While the POP Regulation brings into EU law obligations imposed under international law, the REACH Regulation consists of a purely European policy framework. Accordingly, the POP Regulation’s primacy is, as a matter of fact, and despite all the uncertainties it generates, a mere implementation of them within the EU. Under paragraph 2, Article 216 of the Treaty on the Functioning of the European Union international agreements concluded by the European Union (EU) are binding on EU institutions. From this provision, the Court of Justice of the EU deducted that international agreements binding the EU have priority over community secondary law.

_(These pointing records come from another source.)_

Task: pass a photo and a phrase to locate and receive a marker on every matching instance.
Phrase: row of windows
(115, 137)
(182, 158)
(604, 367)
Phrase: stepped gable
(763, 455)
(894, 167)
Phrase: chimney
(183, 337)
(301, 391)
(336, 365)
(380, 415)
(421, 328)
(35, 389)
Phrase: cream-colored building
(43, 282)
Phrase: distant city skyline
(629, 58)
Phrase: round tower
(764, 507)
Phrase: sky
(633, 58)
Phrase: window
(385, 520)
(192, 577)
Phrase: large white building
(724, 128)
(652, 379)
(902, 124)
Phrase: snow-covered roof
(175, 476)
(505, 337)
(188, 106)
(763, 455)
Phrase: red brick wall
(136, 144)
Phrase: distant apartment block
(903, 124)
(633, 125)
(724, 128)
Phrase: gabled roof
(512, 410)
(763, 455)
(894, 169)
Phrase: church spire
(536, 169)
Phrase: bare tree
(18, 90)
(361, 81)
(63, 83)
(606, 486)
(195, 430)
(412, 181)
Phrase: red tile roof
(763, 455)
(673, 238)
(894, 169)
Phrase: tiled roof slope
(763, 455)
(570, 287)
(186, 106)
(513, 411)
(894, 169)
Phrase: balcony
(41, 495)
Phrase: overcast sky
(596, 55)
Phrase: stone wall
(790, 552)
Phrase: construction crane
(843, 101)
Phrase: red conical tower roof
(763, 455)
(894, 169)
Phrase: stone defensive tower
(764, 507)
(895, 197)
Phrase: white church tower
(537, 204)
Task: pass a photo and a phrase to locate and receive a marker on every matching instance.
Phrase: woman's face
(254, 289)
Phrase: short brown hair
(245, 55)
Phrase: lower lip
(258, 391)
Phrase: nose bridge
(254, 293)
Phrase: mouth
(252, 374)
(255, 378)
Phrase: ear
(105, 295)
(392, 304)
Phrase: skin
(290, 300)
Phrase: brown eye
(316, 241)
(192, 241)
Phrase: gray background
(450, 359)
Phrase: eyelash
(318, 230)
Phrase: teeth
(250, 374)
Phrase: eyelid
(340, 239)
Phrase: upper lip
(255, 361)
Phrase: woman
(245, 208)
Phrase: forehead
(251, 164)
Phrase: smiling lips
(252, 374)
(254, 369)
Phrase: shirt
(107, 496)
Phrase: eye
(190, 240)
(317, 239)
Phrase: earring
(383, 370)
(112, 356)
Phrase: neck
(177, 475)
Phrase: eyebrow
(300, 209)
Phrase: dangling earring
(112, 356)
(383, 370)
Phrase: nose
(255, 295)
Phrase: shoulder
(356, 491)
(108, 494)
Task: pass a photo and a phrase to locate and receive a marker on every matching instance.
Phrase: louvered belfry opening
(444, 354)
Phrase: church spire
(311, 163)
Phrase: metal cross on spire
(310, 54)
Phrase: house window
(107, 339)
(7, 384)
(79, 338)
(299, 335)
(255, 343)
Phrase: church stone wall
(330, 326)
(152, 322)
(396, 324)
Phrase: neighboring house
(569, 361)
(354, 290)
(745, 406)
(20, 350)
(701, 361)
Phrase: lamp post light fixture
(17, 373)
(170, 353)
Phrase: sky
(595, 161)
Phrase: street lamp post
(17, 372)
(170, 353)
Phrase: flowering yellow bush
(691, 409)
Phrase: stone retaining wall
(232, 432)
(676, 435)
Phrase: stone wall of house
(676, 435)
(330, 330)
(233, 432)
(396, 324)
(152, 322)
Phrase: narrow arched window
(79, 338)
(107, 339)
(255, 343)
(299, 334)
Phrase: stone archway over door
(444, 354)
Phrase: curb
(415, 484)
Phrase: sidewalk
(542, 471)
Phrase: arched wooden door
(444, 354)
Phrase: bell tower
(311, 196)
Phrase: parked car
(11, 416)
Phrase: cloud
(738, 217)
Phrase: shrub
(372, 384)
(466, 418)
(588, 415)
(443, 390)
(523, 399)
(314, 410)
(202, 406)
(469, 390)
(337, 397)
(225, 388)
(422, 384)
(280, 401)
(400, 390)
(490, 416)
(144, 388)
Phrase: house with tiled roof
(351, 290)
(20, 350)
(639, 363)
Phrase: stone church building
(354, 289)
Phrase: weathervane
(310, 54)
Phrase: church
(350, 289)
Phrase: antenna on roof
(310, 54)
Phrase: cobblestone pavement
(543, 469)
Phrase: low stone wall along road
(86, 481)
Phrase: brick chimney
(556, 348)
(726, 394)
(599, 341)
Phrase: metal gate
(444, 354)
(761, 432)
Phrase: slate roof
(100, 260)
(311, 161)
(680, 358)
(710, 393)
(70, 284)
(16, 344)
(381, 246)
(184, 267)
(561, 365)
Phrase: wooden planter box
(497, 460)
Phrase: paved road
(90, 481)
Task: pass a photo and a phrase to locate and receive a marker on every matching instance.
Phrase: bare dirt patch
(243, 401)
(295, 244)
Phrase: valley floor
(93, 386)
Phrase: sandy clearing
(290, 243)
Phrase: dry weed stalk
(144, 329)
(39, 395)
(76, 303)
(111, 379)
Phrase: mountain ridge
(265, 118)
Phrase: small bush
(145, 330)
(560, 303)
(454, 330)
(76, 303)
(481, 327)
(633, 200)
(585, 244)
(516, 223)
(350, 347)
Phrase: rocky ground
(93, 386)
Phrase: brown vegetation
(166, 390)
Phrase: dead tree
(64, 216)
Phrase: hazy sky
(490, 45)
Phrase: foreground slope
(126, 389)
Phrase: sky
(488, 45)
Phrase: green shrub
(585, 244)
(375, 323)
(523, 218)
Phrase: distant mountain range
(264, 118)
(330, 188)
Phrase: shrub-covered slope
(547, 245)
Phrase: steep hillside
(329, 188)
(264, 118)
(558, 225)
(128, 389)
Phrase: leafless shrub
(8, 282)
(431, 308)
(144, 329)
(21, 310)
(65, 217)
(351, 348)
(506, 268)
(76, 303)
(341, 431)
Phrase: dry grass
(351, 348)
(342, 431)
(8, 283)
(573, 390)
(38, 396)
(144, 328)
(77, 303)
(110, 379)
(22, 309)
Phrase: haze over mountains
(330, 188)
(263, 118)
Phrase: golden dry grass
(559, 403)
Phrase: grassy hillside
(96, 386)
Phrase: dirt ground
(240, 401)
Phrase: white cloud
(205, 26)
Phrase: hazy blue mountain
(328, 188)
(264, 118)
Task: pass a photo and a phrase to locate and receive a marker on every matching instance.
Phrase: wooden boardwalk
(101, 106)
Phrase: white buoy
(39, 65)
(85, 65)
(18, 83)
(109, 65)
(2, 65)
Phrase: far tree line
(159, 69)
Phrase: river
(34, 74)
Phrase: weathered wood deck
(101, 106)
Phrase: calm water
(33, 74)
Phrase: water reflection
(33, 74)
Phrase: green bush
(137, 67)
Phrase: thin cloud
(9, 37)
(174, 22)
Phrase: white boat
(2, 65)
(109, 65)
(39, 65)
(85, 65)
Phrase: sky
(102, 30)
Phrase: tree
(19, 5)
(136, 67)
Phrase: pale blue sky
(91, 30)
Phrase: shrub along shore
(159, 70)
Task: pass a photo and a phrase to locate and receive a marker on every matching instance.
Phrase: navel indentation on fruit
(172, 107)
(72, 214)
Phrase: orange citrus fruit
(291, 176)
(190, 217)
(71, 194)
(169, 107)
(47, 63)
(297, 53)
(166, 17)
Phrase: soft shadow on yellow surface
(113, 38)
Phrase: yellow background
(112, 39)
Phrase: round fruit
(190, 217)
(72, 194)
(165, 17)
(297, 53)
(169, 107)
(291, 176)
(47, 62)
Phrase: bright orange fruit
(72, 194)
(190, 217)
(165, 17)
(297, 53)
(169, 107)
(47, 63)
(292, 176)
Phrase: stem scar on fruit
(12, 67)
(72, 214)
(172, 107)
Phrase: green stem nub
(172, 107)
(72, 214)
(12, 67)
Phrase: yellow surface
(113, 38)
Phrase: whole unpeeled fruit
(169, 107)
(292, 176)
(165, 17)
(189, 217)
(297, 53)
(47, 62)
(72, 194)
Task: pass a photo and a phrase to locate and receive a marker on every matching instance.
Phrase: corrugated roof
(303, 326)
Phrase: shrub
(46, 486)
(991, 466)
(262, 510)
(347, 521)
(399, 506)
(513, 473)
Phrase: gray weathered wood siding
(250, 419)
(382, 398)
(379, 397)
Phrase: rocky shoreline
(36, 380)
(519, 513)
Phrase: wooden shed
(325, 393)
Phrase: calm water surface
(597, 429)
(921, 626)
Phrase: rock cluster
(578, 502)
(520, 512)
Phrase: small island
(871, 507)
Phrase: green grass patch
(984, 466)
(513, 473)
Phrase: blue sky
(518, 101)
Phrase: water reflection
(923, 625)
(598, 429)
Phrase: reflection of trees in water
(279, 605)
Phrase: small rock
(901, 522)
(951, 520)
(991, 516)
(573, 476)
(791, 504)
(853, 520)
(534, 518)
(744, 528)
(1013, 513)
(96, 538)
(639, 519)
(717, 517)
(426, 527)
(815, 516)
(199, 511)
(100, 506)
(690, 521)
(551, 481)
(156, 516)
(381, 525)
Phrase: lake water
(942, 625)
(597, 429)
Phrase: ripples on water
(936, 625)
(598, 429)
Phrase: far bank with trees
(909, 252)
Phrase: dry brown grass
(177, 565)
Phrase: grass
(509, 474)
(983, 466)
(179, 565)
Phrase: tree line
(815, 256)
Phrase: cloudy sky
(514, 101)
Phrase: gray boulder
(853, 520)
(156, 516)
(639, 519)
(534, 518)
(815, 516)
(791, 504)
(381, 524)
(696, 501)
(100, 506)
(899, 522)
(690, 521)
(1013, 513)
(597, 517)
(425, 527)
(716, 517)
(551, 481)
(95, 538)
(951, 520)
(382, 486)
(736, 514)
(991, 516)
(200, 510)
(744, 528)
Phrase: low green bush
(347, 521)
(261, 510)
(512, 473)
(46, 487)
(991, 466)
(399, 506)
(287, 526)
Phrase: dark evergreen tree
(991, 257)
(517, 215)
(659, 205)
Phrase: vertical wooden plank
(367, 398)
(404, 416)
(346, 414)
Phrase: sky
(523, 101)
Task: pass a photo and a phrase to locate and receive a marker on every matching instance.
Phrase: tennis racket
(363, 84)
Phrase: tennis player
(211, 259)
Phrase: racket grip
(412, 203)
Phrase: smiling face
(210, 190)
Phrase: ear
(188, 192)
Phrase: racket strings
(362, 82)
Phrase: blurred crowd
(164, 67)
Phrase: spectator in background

Consequently, European institutions may not adopt an act of secondary law that would breach international provisions nor act themselves in breach of such agreement by allowing forbidden exemptions. As a consequence, the European Commission shall exclude any REACH Regulation provisions that would be in breach of the Stockholm Convention. Nevertheless, both the REACH and POP Regulations remain subordinated to the EU Treaties.
The European Commission has been put in charge of the implementation of amendments to the Stockholm Convention in the EU, by means of delegated regulations. With these inconsistencies between the two regimes, it could have made use of the flexibility mechanisms offered by the Stockholm Convention. Two main such mechanisms are:
- Any party that is unable to accept additional amendments to the annexes shall notify it to the amendment’s depositary within one year from the date of communication of the amendment. As a consequence, the amendment will not enter into force for such a party.
- The other mechanism solely enables parties to rely on exemptions granted within the annexes’ amendments, by registering themselves. No such registration has been reported so far.
The European Commission has decided not to employ any of these mechanisms.
Consequently, companies are fully bound by the PFOAs Amending Regulation with no other flexibility clauses than the ones included in the amended Annex itself, with no means of invoking the REACH Regulation against such obligations. While it is expected that the PFOAs restriction will be removed from Annex XVII, no such decision has been taken yet, leading to potentially more confusion for corporate entities.